I wasn't sure what this was. The lady had been friendly with me, but not what I'd call flirty. She'd been nice in a slightly patronizing sort of way, like a boss trying to be a cool boss, trying to build rapport with her subordinate, but being a bit stiff about it, as if she were applying managerial techniques she'd learned from a book. Anyway, she was married, well above my social class, and more than twice my age. She'd mentioned she'd celebrated her forty-first birthday only a few days earlier, which made her twenty-one years older than me (and the same age as my mom). So, probably this was nothing.
My best guess was that this was simply the lady feeling depressed in her husk of an ancestral lodge, now stripped of its four generations of remembrances, and wanting to get drunk, but not wanting to get drunk alone, and me happening to be conveniently proximal.
If that's all this was, I was happy to get drunk with her. I liked the lady. And I liked her wine. It was the best I'd ever tasted. The bottle we were chugging from was older than me, French, and probably cost hundreds of dollars.
Still, if the lady had something more than drinking on her mind, I was up for that, too. Despite our age difference, I found her attractive.
She was a blue-eyed dirty-blonde with a tall, imposing figure. I'd describe her as statuesque—actually, she reminded me of a literal statue: the Statue of Liberty, particularly in her face. Her nose was straight, her brow stern. Her mouth, though, did not much resemble Lady Liberty's. It was heart-shaped, plump-lipped, with impish tips, and very kissable. She'd kept her figure fit, but not obsessively so. She was obviously well-fed, with soft breasts and nice wide motherly hips. But time and gravity had been kind, and her snug black yoga pants were entirely suitable.
Normally, I had a policy of not fooling around with married ladies—and I met a lot of them in my profession—but I decided, in this case, I'd make an exception. From what the lady had told me about her husband, he sounded like a total schmuck.

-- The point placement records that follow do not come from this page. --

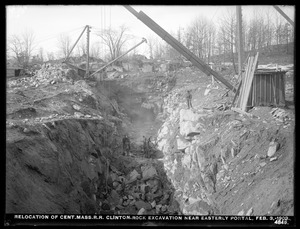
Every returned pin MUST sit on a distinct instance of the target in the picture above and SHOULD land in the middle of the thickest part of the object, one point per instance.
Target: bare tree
(29, 46)
(81, 48)
(22, 47)
(50, 56)
(228, 28)
(41, 54)
(64, 45)
(115, 40)
(95, 51)
(16, 46)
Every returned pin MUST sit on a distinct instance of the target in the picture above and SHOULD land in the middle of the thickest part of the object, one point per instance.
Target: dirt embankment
(218, 160)
(64, 148)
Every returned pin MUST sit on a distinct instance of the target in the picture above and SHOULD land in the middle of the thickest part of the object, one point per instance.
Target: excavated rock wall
(57, 169)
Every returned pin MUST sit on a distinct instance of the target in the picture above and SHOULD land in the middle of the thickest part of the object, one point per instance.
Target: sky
(48, 22)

For one thing, the guy was a hedge fund manager, and I'd never met a hedge fund manager who didn't deserve a good cucking. For another thing, he sucked at his job. It was because of his bungling, I'd gathered, that the lady was forced to sell her family's lodge. And for a third thing, the prick hadn't even bothered to come help his wife pack—which was obviously an emotional ordeal for her. So, as far as I was concerned, his wife was fair game.
As we downed the bottle of wine, the lady put on a movie. It was an old black and white gangster film from the early 1930s, filmed partly in and around her great-great-grandfather's lodge, shortly after he'd built the place. The plot involved a gangster, his moll, and a bank robbery. After some car chases and shootouts, the gangster and his girl holed up in the lodge, with both the police closing in and a forest fire raging. In the end, of course, the lovers chose to go down in flames.
By the movie's fiery finale, the lady and I were well into our third bottle. Driving home was out of the question. The only place for me to sleep was on the pool table. The lady said I could use her sleeping bag. The cushions on her window seat were plenty soft, she said, and she'd be near enough the fireplace to stay toasty, so she wouldn't need a cover.